Des Monstres attaquent la Ville (Them !) (1954) de Gordon Douglas
Voilà un bon vieux titre qui n’aurait pas dépareillé dans une bonne vieille Dernière Séance spéciale S.F. Si le titre français peut faire un peu cheap, le titre original est beaucoup plus sobre et effrayant. La première demi-heure du film tient d’ailleurs toutes ses promesses dans l’angoisse : une petite fille errante dans le désert avec sa poupée au crâne brisé, des parents aux abonnés absents, une caravane qui a comme implosé de l’intérieur (le gaz ?), un magasin totalement éventré, un cadavre démantibulé… Les policiers enquêtent mais restent perplexes… Deux indices quand même : la chose semble s’intéresser au sucre et laisse dans ses victime une énorme quantité d’acide formique (acide formique, acide formique… rappelons-nous nos cours de biolo… alors serait-ce une fourmi géante ou bien de très gros orties… Les orties n’aimant pas le sucre, je dirais…)
Dans ce genre de production des fifties (loin d’être fauchée, attention), on a toujours peur (du ridicule) lors de l’apparition des bêtes : oh regarde un char pour le Carnaval de Rio en forme de fourmi en plein désert… Mais oh mon Dieu, nan, c’est une vraie fourmi, personne ne danse dessus ! Ne soyons pas trop caustique, la grosse bébête de 12 mètre avec ses mandibules n’est pas totalement ratée.

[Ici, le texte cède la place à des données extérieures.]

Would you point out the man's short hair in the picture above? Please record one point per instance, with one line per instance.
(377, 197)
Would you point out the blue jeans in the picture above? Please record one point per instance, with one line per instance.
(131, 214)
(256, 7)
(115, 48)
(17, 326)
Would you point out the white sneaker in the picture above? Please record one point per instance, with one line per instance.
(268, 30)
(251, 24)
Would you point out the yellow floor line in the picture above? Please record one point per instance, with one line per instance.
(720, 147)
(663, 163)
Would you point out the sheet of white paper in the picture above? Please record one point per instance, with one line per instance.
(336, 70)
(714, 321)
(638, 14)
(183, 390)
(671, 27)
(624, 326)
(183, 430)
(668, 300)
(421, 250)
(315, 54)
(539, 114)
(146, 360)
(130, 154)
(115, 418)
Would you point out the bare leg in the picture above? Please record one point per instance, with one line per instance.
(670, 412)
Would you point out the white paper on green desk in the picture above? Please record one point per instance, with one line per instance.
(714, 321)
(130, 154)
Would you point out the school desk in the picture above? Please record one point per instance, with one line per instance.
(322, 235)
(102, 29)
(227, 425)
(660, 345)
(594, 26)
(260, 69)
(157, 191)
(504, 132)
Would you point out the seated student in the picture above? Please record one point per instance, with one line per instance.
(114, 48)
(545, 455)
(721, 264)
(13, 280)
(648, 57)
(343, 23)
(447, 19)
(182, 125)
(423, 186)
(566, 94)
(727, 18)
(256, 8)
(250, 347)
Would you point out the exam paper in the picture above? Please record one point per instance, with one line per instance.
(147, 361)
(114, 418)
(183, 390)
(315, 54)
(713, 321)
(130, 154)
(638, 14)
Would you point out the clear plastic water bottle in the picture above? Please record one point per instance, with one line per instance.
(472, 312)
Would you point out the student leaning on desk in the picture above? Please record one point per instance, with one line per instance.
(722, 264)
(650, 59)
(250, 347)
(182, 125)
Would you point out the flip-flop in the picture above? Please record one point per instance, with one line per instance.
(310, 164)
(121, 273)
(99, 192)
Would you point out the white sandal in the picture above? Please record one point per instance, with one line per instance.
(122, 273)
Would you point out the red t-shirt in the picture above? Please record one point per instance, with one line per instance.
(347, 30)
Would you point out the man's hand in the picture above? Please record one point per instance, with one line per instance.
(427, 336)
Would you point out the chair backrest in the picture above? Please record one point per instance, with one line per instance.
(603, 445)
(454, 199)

Son cri (le fameux cri de la fourmi) est quant à lui un peu limite - s’il y a bien un insecte silencieux, hein, c’est la fourmi. Mais revenons à notre film : le FBI, les flics, un vieux biologiste et sa fille (pour l’incontournable histoire d’amour… ben nan, même po, elle titille tout juste les mâles qui restent ultra concentrés sur l’extermination des insectes : pas le temps pour la bagatelle, il s’agit bien là de sauver le monde) vont se faire un devoir de régler le problème le plus finement possible. Il faut bien sûr imposer son point de vue par rapport aux bourrins de l’Armée dont la stratégie dans ses cas-là est toujours pointue : moi, je lâcherai bien une bombe, on lâche une bombe, dites, s’il vous plaît ? C’est d’ailleurs bien là que réside le fond du film : Gordon Douglas, bien avant Antonioni, réalise le film sur l’ère atomique… Regardez ce que nous avons créé (et quand tu vois la taille des fourmis, t’imagines même pas s’il y avait un tapir ou un chacal qui traînait dans le désert…) : dans quel monde allons-nous vivre si nous continuons de déconner avec l’atome ?
Grosse réflexion pour une série B de bonne tenue grâce notamment à ses décors (le final dans les égouts de Los Angeles, lieu cinématographique incontournable, marque des points) et à des acteurs qui ne se sentent pas trop obligés d’en faire des tonnes devant le côté incroyable du bazar (j’aime bien quand même quand le flic trouve un fusil au canon tout tordu : on sent toute la haine du gars qui se demande comment un individu a-t-il pu autant violenter une arme… pas humain, surement). L’autre aspect assez sympa, c’est que les témoins des grosses fourmis sont soit enfermés dans un asile, soit des alcooliques notoires : une façon de nous dire que demain, avec cette putain de bombe, les vrais fous ne seront plus à chercher dans les hôpitaux, hum, hum, suivez-mon regard... Le chef-d’œuvre de Douglas ? Possible, même si cela reste tout relatif, hein.